Results: CTHRC1 was highly expressed in a variety of tumors, including breast cancer. Elevated CTHRC1 expression was related to a poor prognosis. Notably, CTHRC1 expression was significantly associated with macrophage infiltration, especially the immune infiltration gene marker set of M2. Copy number variations, DNA mutations and methylation states might be potential mechanisms for regulating CTHRC1 expression. Protein digestion and absorption, human papillomavirus infection, ECM-receptor interaction, focal adhesion, and PI3K-Akt signaling pathways were identified as the potential CTHRC1-driven signaling pathways.

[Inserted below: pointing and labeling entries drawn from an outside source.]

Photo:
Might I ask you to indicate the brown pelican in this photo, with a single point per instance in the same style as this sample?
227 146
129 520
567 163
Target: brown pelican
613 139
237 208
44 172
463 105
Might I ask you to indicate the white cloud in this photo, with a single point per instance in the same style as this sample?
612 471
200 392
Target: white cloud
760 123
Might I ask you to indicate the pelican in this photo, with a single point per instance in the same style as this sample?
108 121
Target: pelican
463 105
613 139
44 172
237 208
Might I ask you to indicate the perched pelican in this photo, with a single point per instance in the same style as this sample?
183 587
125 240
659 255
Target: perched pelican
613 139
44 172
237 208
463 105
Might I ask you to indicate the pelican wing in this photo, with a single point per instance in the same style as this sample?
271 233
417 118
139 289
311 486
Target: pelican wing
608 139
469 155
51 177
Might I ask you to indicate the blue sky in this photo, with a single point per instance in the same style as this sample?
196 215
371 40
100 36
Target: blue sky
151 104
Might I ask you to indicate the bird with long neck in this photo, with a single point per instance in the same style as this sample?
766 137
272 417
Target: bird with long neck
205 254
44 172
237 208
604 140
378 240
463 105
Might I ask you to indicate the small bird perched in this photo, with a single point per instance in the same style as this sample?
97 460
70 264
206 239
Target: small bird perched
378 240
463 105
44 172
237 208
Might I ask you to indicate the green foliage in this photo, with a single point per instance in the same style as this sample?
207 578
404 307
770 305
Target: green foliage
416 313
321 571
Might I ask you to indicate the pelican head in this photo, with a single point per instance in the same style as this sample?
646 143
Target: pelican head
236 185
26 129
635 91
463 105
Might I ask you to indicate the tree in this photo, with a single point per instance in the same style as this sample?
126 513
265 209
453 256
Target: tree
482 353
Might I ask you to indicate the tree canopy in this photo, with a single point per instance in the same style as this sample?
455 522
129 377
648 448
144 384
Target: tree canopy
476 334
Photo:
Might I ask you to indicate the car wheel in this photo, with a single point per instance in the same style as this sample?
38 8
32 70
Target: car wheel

Conclusion: These findings suggest that CTHRC1 could be a promising immune-related biomarker for the treatment of breast cancer patients.
Keywords: CTHRC1, breast cancer, prognostic, macrophage, biomarker
Introduction
Breast cancer is the most commonly diagnosed tumor in women.1 Although there have been improvements in early clinical detection and therapy strategies, the prognosis for breast cancer patients remains unsatisfying.2 With the rapid development of high-throughput sequencing technology, researchers have identified a number of prognosis-related genes in breast cancer, including MUC1, COL12A1, CDK6, TXN, SEMA3B, and CCNB2.3–5 Recently, tumor immune cell infiltration has been reported to play an important role in tumor progression and to influence the immunotherapy effect.6 Researchers also found an adaptive immune response against breast tumors in either the patient’s peripheral blood or the tumor.2 Accurate biomarkers for the early clinical diagnosis and prognosis evaluation in breast cancer patients could improve the efficiency of current treatments and provide potential molecular markers for targeted therapies. Thus, identification of immune-related biomarkers plays a crucial role in the immunotherapy of breast cancers.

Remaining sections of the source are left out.